There’s a transformation which takes place when someone becomes minister for transport and infrastructure. From putting up a (shallow) pretence of concern for eco-friendliness and sustainability, there is the adoption of a full-on ‘Concrete is King mentality’ and the insistence that only more infrastructural projects can catapult Malta into the 21st century.

The authorities are in a deep coma when it comes to enforcement- Claire Bonello

In this vein, we have Aaron Farrugia stepping into Borg’s shoes and desperately trying to assume the gung-ho, ‘doer’ persona of his predecessor.

First, he regaled us with declarations about imminent land reclamation. Then, he told us that he would be launching some controversial projects in the near future. Many assumed that these projects were those which were being pursued by Borg, before he got shunted to foreign affairs.

They include the ghastly Msida Creek project, where a flyover tops a cemetery for cars, and the Mrieħel flyover, which will gobble up more ODZ agricultural land and which was vehemently opposed by residents and ENGOs. 

When asked  about the latter, Farrugia justified it by referring to the National Transport Plan for 2025.

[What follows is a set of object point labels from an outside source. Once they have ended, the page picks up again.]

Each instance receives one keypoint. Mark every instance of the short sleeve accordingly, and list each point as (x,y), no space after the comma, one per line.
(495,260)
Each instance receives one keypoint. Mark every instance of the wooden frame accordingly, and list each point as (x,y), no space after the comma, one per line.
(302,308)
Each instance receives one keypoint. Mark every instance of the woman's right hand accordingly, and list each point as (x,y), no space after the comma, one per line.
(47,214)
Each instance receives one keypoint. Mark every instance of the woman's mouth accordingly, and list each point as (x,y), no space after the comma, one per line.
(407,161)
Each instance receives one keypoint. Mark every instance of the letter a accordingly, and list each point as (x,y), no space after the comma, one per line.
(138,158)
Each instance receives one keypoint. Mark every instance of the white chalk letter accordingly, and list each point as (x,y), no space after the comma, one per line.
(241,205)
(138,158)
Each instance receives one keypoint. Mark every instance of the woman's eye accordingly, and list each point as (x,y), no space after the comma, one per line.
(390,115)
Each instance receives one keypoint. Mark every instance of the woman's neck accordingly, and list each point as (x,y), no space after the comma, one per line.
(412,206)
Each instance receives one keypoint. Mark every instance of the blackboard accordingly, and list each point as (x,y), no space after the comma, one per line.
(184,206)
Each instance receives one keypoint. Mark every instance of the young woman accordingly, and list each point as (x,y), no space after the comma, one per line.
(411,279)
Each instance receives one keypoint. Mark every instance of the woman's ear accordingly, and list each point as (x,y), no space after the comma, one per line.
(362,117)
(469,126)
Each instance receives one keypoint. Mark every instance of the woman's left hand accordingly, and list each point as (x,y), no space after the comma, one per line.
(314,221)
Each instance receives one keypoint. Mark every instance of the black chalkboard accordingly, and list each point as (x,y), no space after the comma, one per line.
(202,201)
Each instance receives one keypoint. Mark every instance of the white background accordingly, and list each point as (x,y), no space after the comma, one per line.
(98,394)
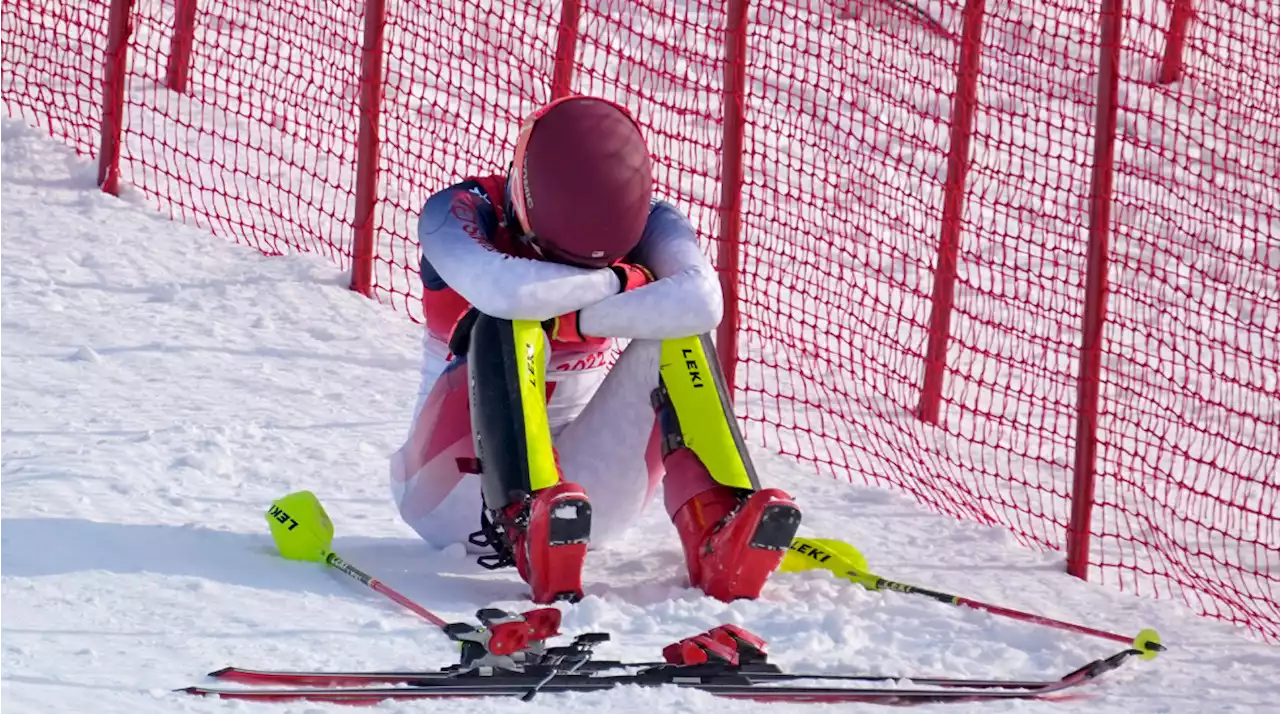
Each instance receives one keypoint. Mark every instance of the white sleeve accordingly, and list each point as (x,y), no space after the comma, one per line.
(501,285)
(685,298)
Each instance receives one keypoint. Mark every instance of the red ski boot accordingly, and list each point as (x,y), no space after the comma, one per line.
(547,538)
(734,541)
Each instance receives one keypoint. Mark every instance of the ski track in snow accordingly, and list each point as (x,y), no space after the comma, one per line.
(160,387)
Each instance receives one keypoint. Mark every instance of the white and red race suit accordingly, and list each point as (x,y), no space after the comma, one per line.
(598,397)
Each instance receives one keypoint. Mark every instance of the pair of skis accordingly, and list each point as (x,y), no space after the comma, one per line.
(507,654)
(726,662)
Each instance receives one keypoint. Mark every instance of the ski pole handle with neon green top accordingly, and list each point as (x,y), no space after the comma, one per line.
(302,531)
(845,561)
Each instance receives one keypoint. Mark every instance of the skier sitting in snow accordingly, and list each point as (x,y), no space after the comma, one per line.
(529,278)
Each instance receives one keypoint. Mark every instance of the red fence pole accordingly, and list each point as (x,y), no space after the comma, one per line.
(963,103)
(566,49)
(731,186)
(179,45)
(1171,68)
(115,65)
(1088,384)
(366,149)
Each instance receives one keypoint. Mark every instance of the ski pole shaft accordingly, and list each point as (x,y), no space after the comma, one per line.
(1000,610)
(375,585)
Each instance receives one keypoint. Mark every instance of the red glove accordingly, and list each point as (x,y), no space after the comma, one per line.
(631,275)
(565,329)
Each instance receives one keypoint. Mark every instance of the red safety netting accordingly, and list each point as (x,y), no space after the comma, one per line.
(1189,429)
(849,109)
(50,67)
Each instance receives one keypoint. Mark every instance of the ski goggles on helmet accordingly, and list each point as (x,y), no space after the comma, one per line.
(519,186)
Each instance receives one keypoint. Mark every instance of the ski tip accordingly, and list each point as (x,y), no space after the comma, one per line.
(1148,644)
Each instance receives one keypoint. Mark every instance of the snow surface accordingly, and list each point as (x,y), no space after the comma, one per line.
(159,387)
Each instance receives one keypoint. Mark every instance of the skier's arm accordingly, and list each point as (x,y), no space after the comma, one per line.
(685,297)
(453,230)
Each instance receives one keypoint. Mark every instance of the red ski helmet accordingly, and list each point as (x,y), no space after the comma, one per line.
(581,181)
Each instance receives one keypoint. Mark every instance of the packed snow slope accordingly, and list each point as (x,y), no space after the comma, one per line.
(159,387)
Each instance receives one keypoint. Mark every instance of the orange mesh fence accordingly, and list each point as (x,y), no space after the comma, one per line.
(851,179)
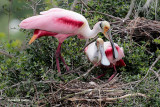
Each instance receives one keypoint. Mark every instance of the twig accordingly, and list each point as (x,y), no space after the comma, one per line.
(6,54)
(148,70)
(157,75)
(108,99)
(130,10)
(108,15)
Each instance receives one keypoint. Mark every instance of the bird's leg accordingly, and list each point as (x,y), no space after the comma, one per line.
(57,56)
(113,75)
(63,61)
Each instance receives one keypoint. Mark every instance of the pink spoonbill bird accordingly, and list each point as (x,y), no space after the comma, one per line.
(94,54)
(61,23)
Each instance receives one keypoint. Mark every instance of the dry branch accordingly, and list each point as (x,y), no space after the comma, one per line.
(130,10)
(108,99)
(157,59)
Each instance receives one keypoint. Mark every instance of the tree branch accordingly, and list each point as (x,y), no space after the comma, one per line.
(130,10)
(157,59)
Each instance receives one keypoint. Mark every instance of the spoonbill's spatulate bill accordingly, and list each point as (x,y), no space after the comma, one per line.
(94,54)
(61,23)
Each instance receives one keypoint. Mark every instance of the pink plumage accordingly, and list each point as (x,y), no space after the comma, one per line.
(61,23)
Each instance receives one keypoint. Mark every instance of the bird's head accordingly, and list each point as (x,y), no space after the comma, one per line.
(100,47)
(106,30)
(105,27)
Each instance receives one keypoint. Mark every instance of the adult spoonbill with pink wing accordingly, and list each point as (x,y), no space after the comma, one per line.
(61,23)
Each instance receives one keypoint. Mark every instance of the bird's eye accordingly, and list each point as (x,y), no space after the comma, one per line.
(101,25)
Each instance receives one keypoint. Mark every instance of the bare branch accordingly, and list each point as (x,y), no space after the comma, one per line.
(130,10)
(107,99)
(157,59)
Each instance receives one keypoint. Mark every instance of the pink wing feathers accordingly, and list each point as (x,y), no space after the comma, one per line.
(52,10)
(55,20)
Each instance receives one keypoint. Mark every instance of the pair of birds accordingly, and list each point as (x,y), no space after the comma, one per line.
(61,23)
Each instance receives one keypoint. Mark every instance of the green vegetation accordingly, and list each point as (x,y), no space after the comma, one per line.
(32,64)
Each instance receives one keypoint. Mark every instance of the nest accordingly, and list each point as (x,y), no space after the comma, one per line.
(93,93)
(141,28)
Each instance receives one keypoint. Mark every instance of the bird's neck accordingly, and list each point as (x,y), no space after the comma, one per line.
(92,33)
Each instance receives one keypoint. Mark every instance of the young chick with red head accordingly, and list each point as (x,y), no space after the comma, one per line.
(98,49)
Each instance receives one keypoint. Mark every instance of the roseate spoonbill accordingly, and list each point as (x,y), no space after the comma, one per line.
(93,52)
(61,23)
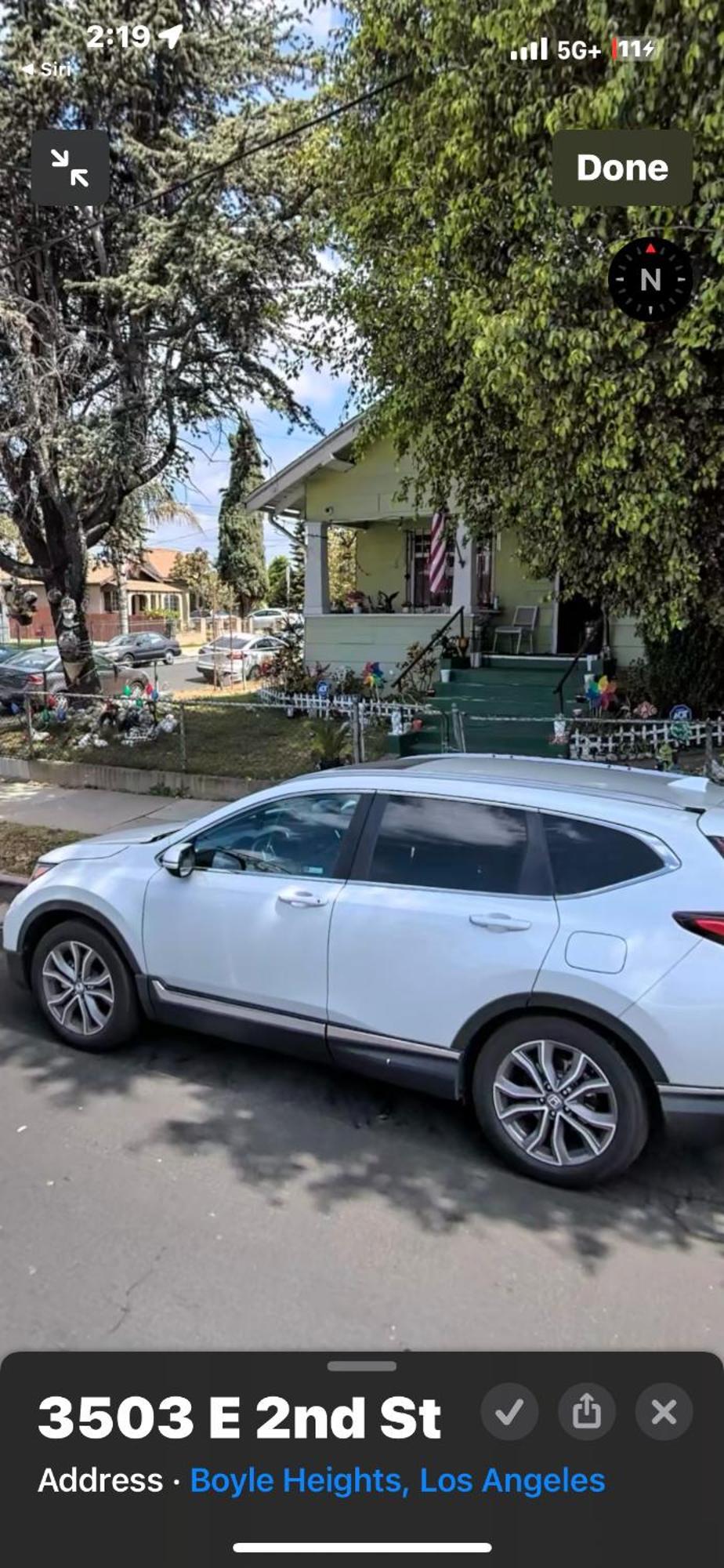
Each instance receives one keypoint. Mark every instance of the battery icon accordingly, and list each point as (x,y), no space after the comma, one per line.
(628,49)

According to Farrugia, the transport plan lists the improvement of the Mrieħel bypass as the eighth most important project Malta needs to carry out on the main road network forming part of the TEN-T European Network.

The local plan requiring more safety measures on the Mrieħel bypass was also a factor, the minister said.

All very well and good but none of the plans quoted by the minister specifically mention a massive flyover taking up thousands of square metres of ODZ land. The local plan states that the right turn from the Mrieħel industrial estate access road should be eliminated and that there should be safe pedestrian crossing facilities, preferably by means of an underpass. There is absolutely no mention of a flyover.

As for the National Transport Master Plan, it requires the drawing up of a comprehensive master plan for Mrieħel.

This should include forecasting trips generated, assessing impacts on the transport network and drawing up an appropriate transport strategy (including parking standards, traffic management, public transport and facilities for cycling and walking) to be implemented for the area.

What’s more,  appropriate mitigating measures will also need to be planned to ensure that the surrounding urban areas are not negatively impacted by traffic generation. 

There’s no sign of this Mrieħel master plan, despite the high-rises being built in the area.

As usual, we are building in haste, only to repent at leisure. Then, we wonder why the country is in the state it is in.